E qual não é a surpresa quando abro o guardanapo e leio na primeira linha: “oi, Flávia” Como assim??? Sou “torpedeada” e ainda por cima por um conhecido? Porque diabos ele não veio falar comigo diretamente? Continuei lendo “não sei se você se lembra de mim, blá blá, blá... Será que posso tomar um pouco do seu tempo? Assinado: X (bom não vou colocar o nome aqui, né? Vai que ele lê isso e fica com raiva de mim)”.
- E aí, Flávia! Conta, conta! O que está escrito aí.
- Gente, vocês não vão acreditar! Leiam isso daqui. Ele me conhece!!!!
- Que isso! Quem é? Quem é?
- Uai! Não sei... Bem que eu vi um rosto que não me era estranho. E agora? O que eu faço? Quem poderá me defender?
- Rapidão, vamos observar. Quem mandou o torpedo deve estar olhando para cá... Olha ali! Uma mesa no fundo, tem um monte de homem olhando! Ai, Flávia, tem um de camisa verde que é até gatinho!
- Ai gente, eu não enxergo daqui!
- Pergunta para a garçonete quem mandou, oras!

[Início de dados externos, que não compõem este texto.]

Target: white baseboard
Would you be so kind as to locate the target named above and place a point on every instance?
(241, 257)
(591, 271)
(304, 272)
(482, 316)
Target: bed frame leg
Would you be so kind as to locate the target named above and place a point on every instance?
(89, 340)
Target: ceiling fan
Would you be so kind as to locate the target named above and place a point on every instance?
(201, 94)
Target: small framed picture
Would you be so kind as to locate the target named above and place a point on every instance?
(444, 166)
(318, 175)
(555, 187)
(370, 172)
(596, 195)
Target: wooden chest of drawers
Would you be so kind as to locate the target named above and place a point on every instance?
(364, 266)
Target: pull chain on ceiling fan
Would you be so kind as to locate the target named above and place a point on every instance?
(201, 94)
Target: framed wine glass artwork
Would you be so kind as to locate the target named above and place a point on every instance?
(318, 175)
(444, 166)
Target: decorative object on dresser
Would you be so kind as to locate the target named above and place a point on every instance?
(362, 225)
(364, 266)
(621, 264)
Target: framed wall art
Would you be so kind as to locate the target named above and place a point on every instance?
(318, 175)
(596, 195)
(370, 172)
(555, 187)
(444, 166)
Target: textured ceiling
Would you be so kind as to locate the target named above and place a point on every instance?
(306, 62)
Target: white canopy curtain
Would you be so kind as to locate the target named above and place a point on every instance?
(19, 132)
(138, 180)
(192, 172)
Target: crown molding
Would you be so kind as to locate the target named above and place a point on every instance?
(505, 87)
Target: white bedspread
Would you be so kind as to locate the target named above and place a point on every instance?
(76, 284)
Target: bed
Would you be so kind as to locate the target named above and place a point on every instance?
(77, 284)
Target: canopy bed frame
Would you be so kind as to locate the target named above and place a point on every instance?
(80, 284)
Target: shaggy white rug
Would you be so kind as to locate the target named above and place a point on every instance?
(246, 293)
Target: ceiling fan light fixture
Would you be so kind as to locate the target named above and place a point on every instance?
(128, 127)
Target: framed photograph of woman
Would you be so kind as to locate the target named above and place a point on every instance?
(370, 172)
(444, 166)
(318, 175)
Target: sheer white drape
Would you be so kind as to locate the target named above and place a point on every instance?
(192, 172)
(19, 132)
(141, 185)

Tlin, tlin (a ficha caiu)!
- Já sei! Foi o cara que eu vi quando cheguei! Ele estudou comigo no jardim da infância! Estou boba! Nossa, mãe! Ele é feio demais da conta!
- E o que você vai fazer agora?
- Vamos no banheiro que vou confirmar se é ele mesmo.
Entrada do banheiro, eu olho discretamente (se é que isso é possível) para mesa e confirmo minhas suspeitas.
- Meninas, é ele mesmo. Olha ali o cara de blusa bege, o feio.
- E o que você vai fazer agora?
- Vou lá cumprimentar, né?
Saída do banheiro, e a Flávia, menina bem-educada, vai falar com o autor do torpedo. Oi, oi. Como você está? Quanto tempo? O que você anda fazendo? Ainda mora por ali? Blá, blá, blá e ah! Deixa eu ir que minhas amigas estão me esperando...
E ainda quando estou de retirada um dos amigos dele ainda me para e pergunta (para completar) “ei, você é a menina que ele mandou o torpedo” , sorriso amarelo e “é sou eu mesma”. “nossa! Ele ficou mó tempão pensando em como escrever para você”, sorriso mais amarelo ainda e eu ficando vermelha, roxa, amarela....Para completar a história ainda escuto umas zoações das minhas amigas, é claro! Afinal, elas perdem a amiga, mas não perdem a piada. E ... ai, ai, ai cada dia tenho a certeza maior de que certas coisas, realmente, só acontecem comigo.